Question

A radioactive nucleus is being produced at a constant rate $a$ per second. Its decay constant is $\lambda$. If ${N_0}$ are the number of nuclei at time $t = 0$ , then the maximum number of nuclei possible are?
A.$\dfrac{\alpha }{\lambda }$
B. ${N_0} + \dfrac{\alpha }{\lambda }$
C. ${N_0}$
D. $\dfrac{\lambda }{\alpha } + {N_0}$

Answer 1

Hint: In this question given that a radioactive nucleus is being produced at a constant rate. We have to find out when the maximum number of nuclei possible are and the number of nuclei is maximum when rate of decay is equal to rate of information. With the help of this we can find the required answer.


Complete step by step answer:
Question has given the value of $\dfrac{{DN}}{{Dt}}$
It is the rate of decay, and the source is the number of disintegrations per second and it is measured in units which are called Becquerels.
Which means,
$1Bq = 1$disintegration per seconds.
$\dfrac{{DN}}{{Dt}} = a$
And $\dfrac{{DN}}{{Dt}}$is always equal to $N \cdot \lambda $
$\dfrac{{DN}}{{Dt}} = N \cdot \lambda $
Since, we know that,
Maximum number of nuclei will be present when rate of decay $ = $rate of production of new nuclei i.e at steady state. So, in this case the maximum number of nuclei will present.
Which is $a = N \cdot \lambda $
Now, we have to calculate value of N, So
$N = \dfrac{a}{\lambda }$
So, the final value is $N = \dfrac{a}{\lambda }$,this is the correct answer.
According to this option A is the correct answer.

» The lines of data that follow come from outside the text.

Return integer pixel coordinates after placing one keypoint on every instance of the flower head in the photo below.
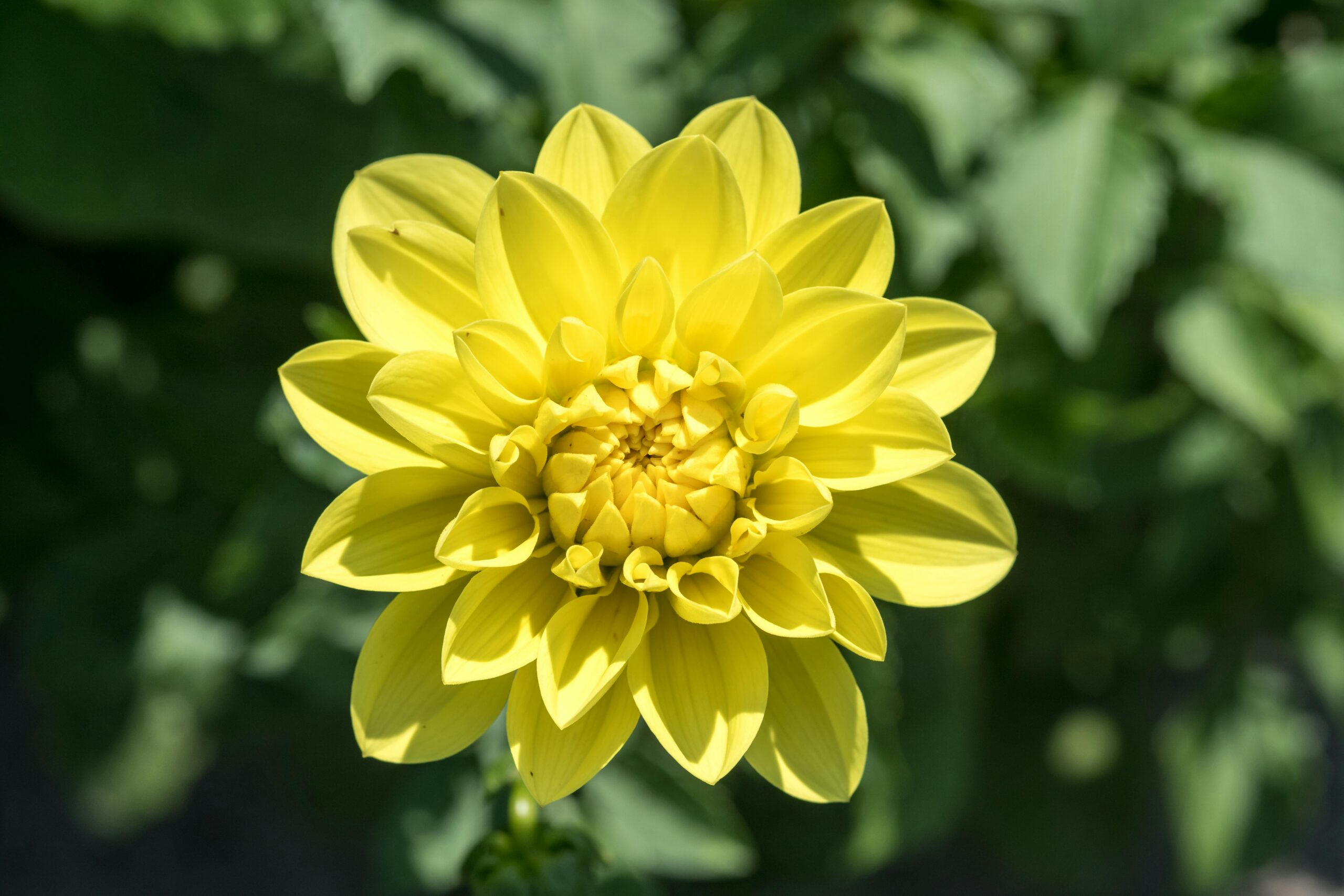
(640, 441)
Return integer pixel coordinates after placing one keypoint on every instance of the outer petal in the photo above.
(426, 398)
(503, 364)
(836, 350)
(542, 256)
(781, 590)
(380, 534)
(585, 648)
(398, 704)
(934, 539)
(815, 738)
(948, 351)
(762, 157)
(440, 190)
(702, 691)
(551, 762)
(494, 529)
(412, 284)
(646, 311)
(682, 206)
(326, 385)
(498, 624)
(731, 313)
(588, 152)
(846, 244)
(899, 436)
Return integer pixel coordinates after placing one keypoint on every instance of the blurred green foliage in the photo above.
(1144, 196)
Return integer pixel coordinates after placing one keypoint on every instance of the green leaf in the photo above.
(959, 87)
(606, 53)
(1211, 449)
(1074, 205)
(1306, 109)
(1318, 464)
(191, 150)
(440, 813)
(1229, 359)
(1319, 637)
(374, 38)
(933, 231)
(213, 25)
(1046, 6)
(1223, 769)
(1141, 37)
(662, 821)
(1285, 219)
(922, 721)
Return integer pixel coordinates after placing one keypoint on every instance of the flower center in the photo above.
(652, 468)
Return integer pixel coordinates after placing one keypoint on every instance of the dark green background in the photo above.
(1144, 196)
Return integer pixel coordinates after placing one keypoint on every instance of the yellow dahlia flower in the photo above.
(640, 442)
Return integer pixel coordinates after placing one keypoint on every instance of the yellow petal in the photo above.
(846, 244)
(718, 379)
(412, 284)
(781, 590)
(542, 256)
(494, 529)
(380, 534)
(585, 648)
(498, 623)
(788, 499)
(517, 461)
(948, 351)
(815, 738)
(858, 621)
(836, 350)
(581, 566)
(551, 762)
(762, 157)
(646, 309)
(327, 385)
(769, 422)
(574, 356)
(706, 592)
(643, 570)
(731, 313)
(702, 691)
(897, 437)
(588, 152)
(400, 705)
(438, 190)
(934, 539)
(503, 364)
(682, 206)
(426, 398)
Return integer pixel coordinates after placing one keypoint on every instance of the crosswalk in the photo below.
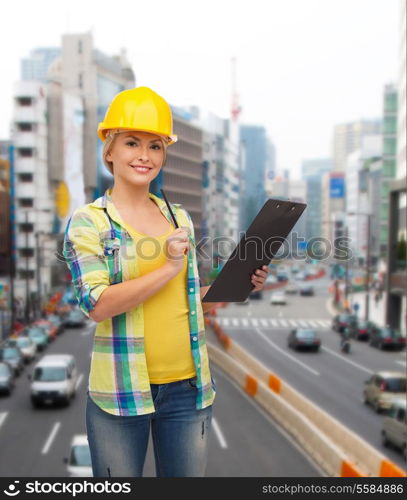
(273, 323)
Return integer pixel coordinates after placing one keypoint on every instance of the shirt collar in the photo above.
(105, 201)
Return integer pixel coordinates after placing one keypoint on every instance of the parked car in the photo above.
(75, 318)
(278, 298)
(303, 338)
(79, 462)
(54, 380)
(258, 295)
(291, 288)
(6, 378)
(342, 321)
(383, 388)
(57, 321)
(306, 290)
(244, 302)
(361, 329)
(394, 427)
(13, 355)
(387, 338)
(38, 335)
(27, 346)
(48, 326)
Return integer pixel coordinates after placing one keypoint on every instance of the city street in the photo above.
(244, 440)
(332, 380)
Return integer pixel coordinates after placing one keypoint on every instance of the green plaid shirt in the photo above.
(100, 252)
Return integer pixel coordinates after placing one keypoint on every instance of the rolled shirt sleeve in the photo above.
(84, 257)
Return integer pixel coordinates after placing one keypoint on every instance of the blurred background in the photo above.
(304, 101)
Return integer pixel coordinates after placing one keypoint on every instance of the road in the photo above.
(244, 441)
(332, 380)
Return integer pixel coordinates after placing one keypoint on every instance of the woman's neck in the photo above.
(136, 198)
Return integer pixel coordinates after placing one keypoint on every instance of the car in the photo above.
(244, 302)
(394, 427)
(387, 338)
(271, 279)
(57, 321)
(38, 335)
(304, 338)
(13, 355)
(6, 378)
(75, 318)
(383, 388)
(306, 290)
(79, 462)
(54, 380)
(27, 346)
(361, 329)
(342, 321)
(257, 295)
(48, 326)
(278, 298)
(291, 288)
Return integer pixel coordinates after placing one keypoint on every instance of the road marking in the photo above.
(51, 437)
(219, 434)
(3, 417)
(78, 382)
(366, 370)
(314, 372)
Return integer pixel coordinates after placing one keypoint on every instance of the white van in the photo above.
(394, 428)
(54, 380)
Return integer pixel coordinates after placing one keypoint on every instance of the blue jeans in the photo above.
(180, 433)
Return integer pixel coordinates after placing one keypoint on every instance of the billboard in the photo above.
(337, 187)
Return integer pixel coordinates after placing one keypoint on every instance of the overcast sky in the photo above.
(302, 65)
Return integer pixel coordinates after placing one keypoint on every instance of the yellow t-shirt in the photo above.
(166, 326)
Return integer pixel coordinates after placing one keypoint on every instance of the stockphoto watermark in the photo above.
(222, 248)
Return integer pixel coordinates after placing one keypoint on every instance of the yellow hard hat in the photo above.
(139, 109)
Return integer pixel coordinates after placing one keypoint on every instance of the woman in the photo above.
(136, 275)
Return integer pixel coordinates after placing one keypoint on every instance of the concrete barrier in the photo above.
(319, 446)
(360, 455)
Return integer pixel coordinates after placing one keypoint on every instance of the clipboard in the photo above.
(256, 248)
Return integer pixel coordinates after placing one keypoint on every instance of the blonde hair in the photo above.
(108, 145)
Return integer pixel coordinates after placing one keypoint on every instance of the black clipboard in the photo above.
(256, 248)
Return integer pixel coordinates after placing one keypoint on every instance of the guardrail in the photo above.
(337, 449)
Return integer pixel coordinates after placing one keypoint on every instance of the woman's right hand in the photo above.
(177, 246)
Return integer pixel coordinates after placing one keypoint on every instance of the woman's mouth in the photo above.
(140, 169)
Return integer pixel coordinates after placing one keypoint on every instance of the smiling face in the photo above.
(137, 157)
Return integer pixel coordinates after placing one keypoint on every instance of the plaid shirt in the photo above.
(100, 252)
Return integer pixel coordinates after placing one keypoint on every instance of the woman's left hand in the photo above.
(259, 278)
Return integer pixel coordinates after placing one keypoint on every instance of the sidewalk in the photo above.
(377, 311)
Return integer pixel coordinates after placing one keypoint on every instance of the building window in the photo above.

Note: The things we have to remember for solving this question is that dn and dt is the rate of disintegration which is measured in per seconds and also remember the units. The material which is containing unstable nuclei is known as radioactive. Knowing all these things we can find the maximum number of nuclei possible. So, these are some important points we have to remember so that we can get the correct answer.